Some of the works exhibited at Palermo are purposely created for the occasion by the two artists: four large works, two of which are new, are placed side by side, furnished with drawings, paintings and preparatory studies, a unique opportunity to get to grips with the genesis of the two artists’ work. Omar Galliani presents an after Caravaggio of large dimensions with the title Agnus Dei, alongside the monumental triptych Breve storia del tempo (Brief history of time) from 1999 (pencil on poplar board, 300 x 600 cm) and Lorenzo Puglisi exhibits a new painting entitled Nativity (oil on canvas, 300 x 200cm) dedicated to the Palermo Nativity by Caravaggio himself, together with Matthew and the Angel from 2015 (oil on canvas, 200 x 150 cm).

In Naples, the works are placed in direct dialogue with the Caravaggio masterpiece The seven works of Mercy, a paonting commissioned by the Pio Monte della Misericordia in 1607 and kept there since that date.

On one hand, as an introduction to the exhibition, there is the period of time that Merisi spent in Palermo in 1609 painting the canvas dedicated to the Nativity with St.
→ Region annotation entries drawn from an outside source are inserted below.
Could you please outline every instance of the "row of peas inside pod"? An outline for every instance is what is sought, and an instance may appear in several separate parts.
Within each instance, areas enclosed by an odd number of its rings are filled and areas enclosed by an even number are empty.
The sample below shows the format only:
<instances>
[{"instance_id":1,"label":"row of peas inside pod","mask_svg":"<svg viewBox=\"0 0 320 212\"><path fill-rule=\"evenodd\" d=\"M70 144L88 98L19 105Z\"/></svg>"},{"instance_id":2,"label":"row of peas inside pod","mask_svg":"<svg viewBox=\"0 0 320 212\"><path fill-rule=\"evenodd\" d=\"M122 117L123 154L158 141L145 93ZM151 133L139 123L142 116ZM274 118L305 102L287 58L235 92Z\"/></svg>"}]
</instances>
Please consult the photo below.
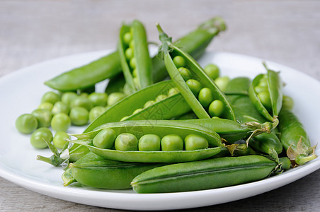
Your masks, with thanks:
<instances>
[{"instance_id":1,"label":"row of peas inside pod","mask_svg":"<svg viewBox=\"0 0 320 212\"><path fill-rule=\"evenodd\" d=\"M156 134L145 134L138 141L137 136L130 133L117 136L115 131L110 128L101 130L93 138L93 144L101 148L123 151L193 151L208 148L207 140L200 135L188 135L183 141L176 134L168 134L162 138Z\"/></svg>"},{"instance_id":2,"label":"row of peas inside pod","mask_svg":"<svg viewBox=\"0 0 320 212\"><path fill-rule=\"evenodd\" d=\"M193 75L188 69L185 59L181 56L176 56L173 59L178 71L183 78L185 83L189 87L193 95L198 98L201 105L205 107L212 117L220 117L223 112L224 105L219 100L215 100L209 88L204 87L197 76ZM229 81L227 76L219 77L219 69L213 64L207 64L205 69L205 72L216 83L219 88L223 91Z\"/></svg>"},{"instance_id":3,"label":"row of peas inside pod","mask_svg":"<svg viewBox=\"0 0 320 212\"><path fill-rule=\"evenodd\" d=\"M125 97L122 93L108 96L105 93L58 94L48 91L42 95L37 109L16 119L16 128L22 134L32 134L30 142L36 148L47 148L45 140L62 148L66 143L64 139L69 138L67 132L71 125L84 126L93 122ZM50 126L55 131L55 136Z\"/></svg>"}]
</instances>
Lawrence and St. Francis of Assisi and hunged in the Oratorio of San Lorenzo, a masterpiece which was stolen in 1969; on the other hand, there is the Neapolitan period, when he painted some of his most evocative works, like The Martyrdom of Saint Ursula, the Flagellation of Christ and The seven works of Mercy. The aim is to bring together inspiration, cross references and counterpoints in a constellation of meaning, which encompasses the work of Omar Galliani and Lorenzo Puglisi, compares their aesthetics and recognizes their great debt to the great master of the Baroque.
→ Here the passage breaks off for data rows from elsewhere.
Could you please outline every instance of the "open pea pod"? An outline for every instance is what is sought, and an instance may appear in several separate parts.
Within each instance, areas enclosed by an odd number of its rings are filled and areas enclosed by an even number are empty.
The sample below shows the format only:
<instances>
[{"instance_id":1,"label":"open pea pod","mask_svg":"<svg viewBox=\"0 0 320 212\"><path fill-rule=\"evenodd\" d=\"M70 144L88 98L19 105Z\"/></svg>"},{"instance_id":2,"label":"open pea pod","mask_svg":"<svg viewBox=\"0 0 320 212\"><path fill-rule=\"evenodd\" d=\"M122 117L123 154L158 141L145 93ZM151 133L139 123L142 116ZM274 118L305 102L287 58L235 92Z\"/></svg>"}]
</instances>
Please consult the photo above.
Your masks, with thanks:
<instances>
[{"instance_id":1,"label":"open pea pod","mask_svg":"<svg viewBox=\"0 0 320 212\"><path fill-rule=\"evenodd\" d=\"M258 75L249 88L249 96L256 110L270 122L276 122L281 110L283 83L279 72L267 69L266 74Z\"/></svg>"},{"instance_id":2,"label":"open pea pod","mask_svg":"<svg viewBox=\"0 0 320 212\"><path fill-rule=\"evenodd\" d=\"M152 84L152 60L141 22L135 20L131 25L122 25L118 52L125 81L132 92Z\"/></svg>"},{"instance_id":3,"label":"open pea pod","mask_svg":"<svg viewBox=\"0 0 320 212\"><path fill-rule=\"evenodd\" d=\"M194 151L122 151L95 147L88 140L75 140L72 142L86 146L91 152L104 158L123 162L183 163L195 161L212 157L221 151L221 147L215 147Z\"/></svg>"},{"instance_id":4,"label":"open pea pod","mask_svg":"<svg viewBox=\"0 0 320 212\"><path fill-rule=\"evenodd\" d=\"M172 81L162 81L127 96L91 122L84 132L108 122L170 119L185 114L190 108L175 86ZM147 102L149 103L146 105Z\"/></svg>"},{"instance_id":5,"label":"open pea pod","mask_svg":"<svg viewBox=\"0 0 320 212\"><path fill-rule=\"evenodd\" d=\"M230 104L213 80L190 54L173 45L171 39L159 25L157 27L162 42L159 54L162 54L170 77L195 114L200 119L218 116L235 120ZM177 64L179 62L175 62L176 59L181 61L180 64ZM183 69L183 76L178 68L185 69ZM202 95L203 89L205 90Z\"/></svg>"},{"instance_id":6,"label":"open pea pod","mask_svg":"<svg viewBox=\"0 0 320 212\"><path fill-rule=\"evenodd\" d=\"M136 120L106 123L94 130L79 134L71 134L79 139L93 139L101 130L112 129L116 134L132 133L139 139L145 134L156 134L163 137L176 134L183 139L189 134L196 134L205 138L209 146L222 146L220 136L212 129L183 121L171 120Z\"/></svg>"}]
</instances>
Caravaggio is the undisputed master of light, he was the first to model figures chiselling their features and making them emerge from the underlying darkness in a dramatic illumination. The great subject of his canvases is the light which appears from the blackness. Or, in other words, blackness perforated by light.

In this simple, strong antithesis between light and dark lies the research of Galliani and Puglis; it seems they have made Caravaggio the origin of their aesthetic experience.

The contrast between light and shade puts us in fronte of another couple of antinomies, posed by the two artists in reciprocal dynamic rapport: the use of pencil on light background in Galliani discloses the bodies which constitute an aggregate of dark matter; while the brush strokes in light colour on a black background in Puglisi reveals the light, which, hidden by black, makes fragments of reality visible.

Light and shade, therefore, as appearance and disappearance; the epiphany of the figures occurs like that of the Caravaggio angel who descends from heaven, while the background of the scene is dark, cancelled out by the density of black. The most intimate being of the man, his existential condition, the truth of his existence, come close together and appear in a crucial, instantaneous freeze-frame.

The exhibition is accompanied by a catalogue, which documents the execution phases of the exhibited works and the various settings in the two exhibiting locations, with institutional introductions by Valeria Li Vigni, director of the Museum Centre, and Alessandro Pasca di Magliano, Superintendent of the Pio Monte della Misericordia, and with contributions by Raffaella Resch, Maria Savarese and the english critic Mark Gisbourne.